Anton shrugged. “It is common in places like this.”
Amelia looked at the three tiny girls, tripping over themselves with laughter. “Why did you decide to come here?” she asked. Clearly this was difficult for him. Such a vulnerable thing to share with a total stranger.
“I wanted to see it again. I always wish that I could experience these moments a second time. I dream about it always. Back then, I didn’t know any of this was worth cherishing.”
There was such pain in his voice. The joyful shouts of the youngest girl rang out again, followed by the father’s laughter.
“ Remorse is memory awake ,” Amelia murmured quietly. Too quiet for him to hear, or so she thought.
“What did you say?” Anton asked.
“Oh. Nothing.”
“No, what was it? Something about a memory?”
“It’s a poem.
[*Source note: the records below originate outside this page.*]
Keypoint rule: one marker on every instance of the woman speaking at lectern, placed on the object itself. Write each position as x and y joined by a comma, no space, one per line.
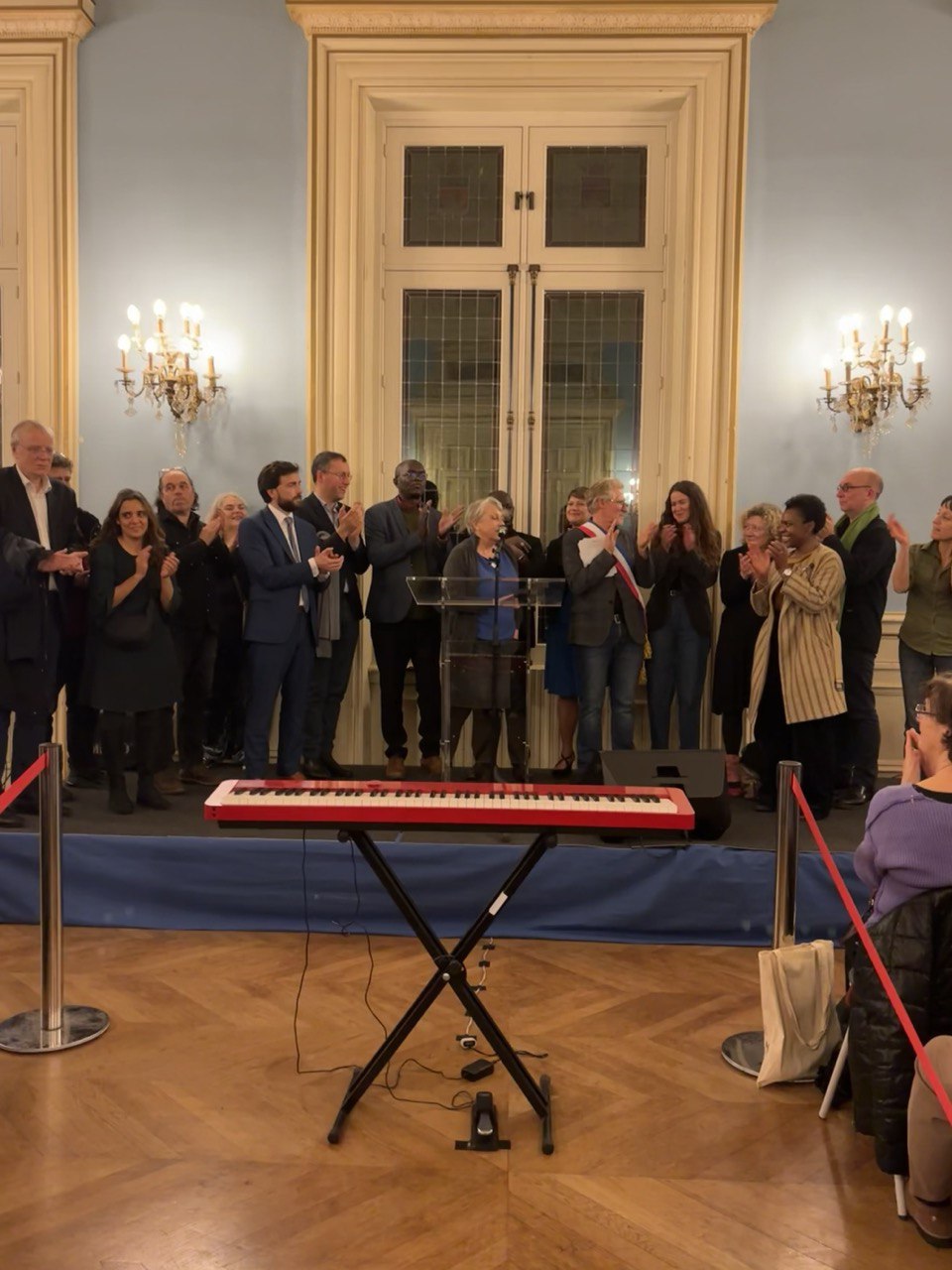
488,670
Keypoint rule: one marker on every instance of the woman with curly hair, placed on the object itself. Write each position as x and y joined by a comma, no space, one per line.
685,550
132,668
734,656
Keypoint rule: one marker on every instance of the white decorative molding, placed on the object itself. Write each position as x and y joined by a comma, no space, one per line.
320,18
59,19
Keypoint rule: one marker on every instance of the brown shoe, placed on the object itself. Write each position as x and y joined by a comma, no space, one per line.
932,1220
169,781
197,775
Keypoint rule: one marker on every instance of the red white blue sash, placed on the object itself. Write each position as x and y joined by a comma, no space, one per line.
625,572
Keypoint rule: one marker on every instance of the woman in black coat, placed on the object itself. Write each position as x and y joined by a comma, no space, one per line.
734,657
132,667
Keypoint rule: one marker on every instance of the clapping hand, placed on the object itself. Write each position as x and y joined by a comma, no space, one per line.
211,530
350,524
448,520
327,561
778,553
897,531
911,758
63,562
758,564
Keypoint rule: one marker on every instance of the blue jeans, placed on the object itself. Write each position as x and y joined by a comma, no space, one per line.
678,665
916,668
612,665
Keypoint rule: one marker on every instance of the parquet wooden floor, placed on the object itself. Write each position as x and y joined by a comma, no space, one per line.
182,1139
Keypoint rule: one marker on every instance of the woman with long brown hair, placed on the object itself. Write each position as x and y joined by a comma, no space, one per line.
685,552
132,668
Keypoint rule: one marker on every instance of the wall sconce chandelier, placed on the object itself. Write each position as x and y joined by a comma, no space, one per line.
873,386
168,377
By Emily Dickinson,” Amelia said sheepishly. “?‘Remorse is memory awake / Her companies astir / A presence of departed acts / At window and at door / its past set down before the soul / and lighted with a match’—” She broke off, blushing at the strange look he was giving her.
“Is pretty,” Anton said, considering it. “How do you know it?”
“I memorized it when I was younger. This… time walking… it made me think of it.”
“This is what you think about when you are on the run from the US government?” Anton asked, sounding amused. “Poems?”
“Sure, don’t you?” she asked sarcastically.
Anton chuckled. “I am Russian. We destroyed all our poets with the rise of communism and the ones that are left tell only of the glory of the state. None of these remorseful memories of windows and doors.”
“I’m sure it seems stupid to you,” Amelia said, looking away. “But it’s how I handle difficult things.”